9. In Gannon Dunkerley and Co., Madras (Private] Ltd. v. Sales Tax Officer, Mattancheri  8 S.T.C. 347 a contention similar to the one urged before us was considered and negatived by this Court. In paragraph 17 of the judgment the Court said:
The second contention is that even if the Travancore-Cochin General Sales Tax Act, 1125, is not ultra vires of the Constitution, the legislative intent was only to tax the sale of goods strictly so called and that the intent is manifest from the preamble which says, 'whereas it is expedient to provide for the levy of a general tax on the sale of goods in the State of Travancore-Cochin; it is hereby enacted as follows'.
and held 'that the legislative intent is not so restricted is clear from the definitions in Section 2 of the Act.

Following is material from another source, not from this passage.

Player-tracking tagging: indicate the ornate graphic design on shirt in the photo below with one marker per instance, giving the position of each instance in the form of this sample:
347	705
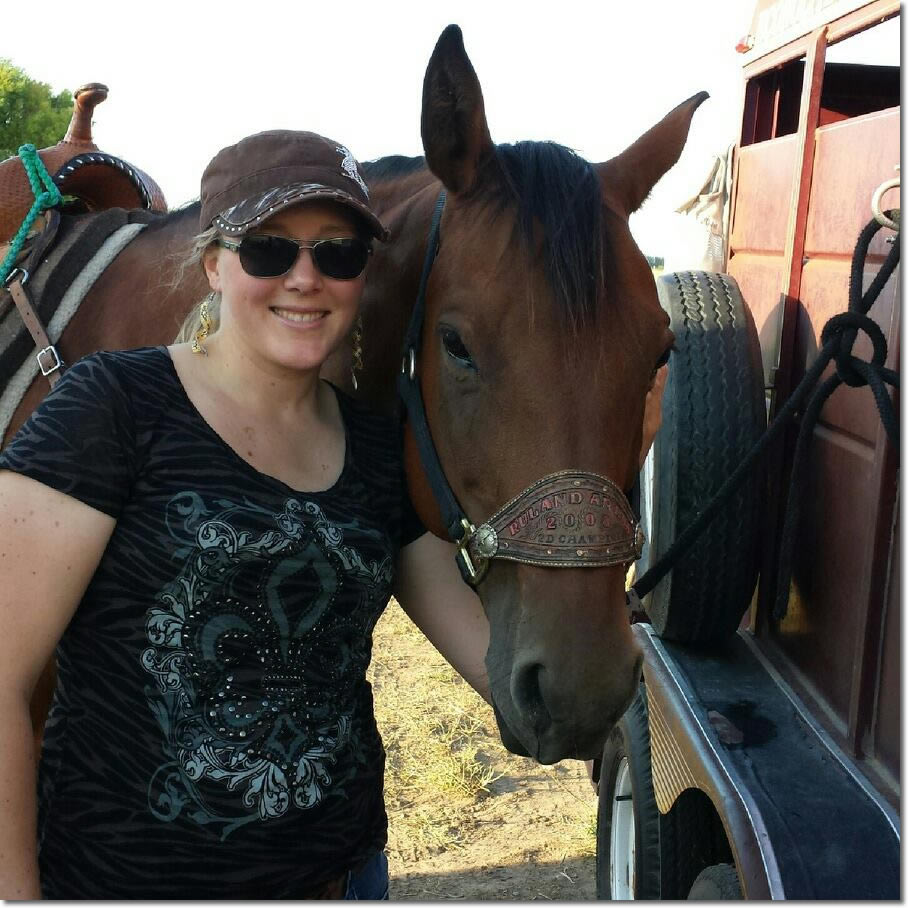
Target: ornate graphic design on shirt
254	681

10. It was conceded before the Appellate Tribunal that the works contract involved in this case is not different from the one involved in Gannon Dunkerley and Co., Madras (Private) Ltd. v. Sales Tax Officer, Mattancheri  8 S.T.C. 347. This is clear from paragraph 9 of its order dated 16th February, 1960:
It is admitted by learned counsel for the appellants that the terms of the building contract in this case are exactly similar to those of the building contract that came up for consideration in Gannon Dunkerley and Co., Madras (Private) Ltd. v. Sales Tax Officer, Mattancheri  8 S.T.C. 347.
11. Our attention is drawn to State of Madras v. Gannon Dunkerley & Co. (Madras) Ltd.  9 S.T.C. 353, wherein Venkatarama Aiyar, J., observed as follows :-
To sum up, the expression 'sale of goods' in Entry 48 is a nomen juris, its essential ingredients being an agreement to sell movables for a price and property passing therein pursuant to that agreement. In a building contract which is, as in the present case, one, entire and indivisible-and that is its norm, there is no sale of goods, and it is not within the competence of the Provincial Legislature under Entry 48 to impose a tax on the supply of the materials used in such a contract treating it as a sale.
It must be taken as settled law that the limitations of Entry 48 has nothing to do with the enactment with which we are concerned. In South India Corporation (Private) Ltd. v. Secretary, Board of Revenue, Trivandrum, and Ors. 1961 K.L.J. 255, Ansari, C.J., quoted the above extract and summarised the Kerala cases on the subject as follows :-
Provisions in the Travancore-Cochin General Sales Tax Act authorising levy of the tax on transfer of goods in works contract were earlier challenged before the Travancore-Cochin High Court in Gannon Dunkerley and Co., Madras (Private) Ltd. v. Sales Tax Officer, Mattancheri  8 S.T.C. 347 but the Division Bench did not uphold the objection on the ground that the Legislature, which had enacted that law, was not circumscribed by any limitation of powers similar to item 48 of List II of the Government of India Act, 1935. The same view has been reiterated in Subhodaya Corporation, Trivandrum v. Sales Tax Officer and Anr.  10 S.T.C. 356 which is after the pronouncement of the Supreme Court and on the same grounds. The learned Judges have again held that the Legislature and H.H. The Raj Pramukh had prior to the inauguration of the Constitution plenary powers and, therefore, the limitation on Part B States under Entry 54 of List II of the Seventh Schedule to the Constitution would not retrospectively operate to invalidate the earlier law.
12. In the light of what is stated above this T.R.C. has to be dismissed and we do so. No costs.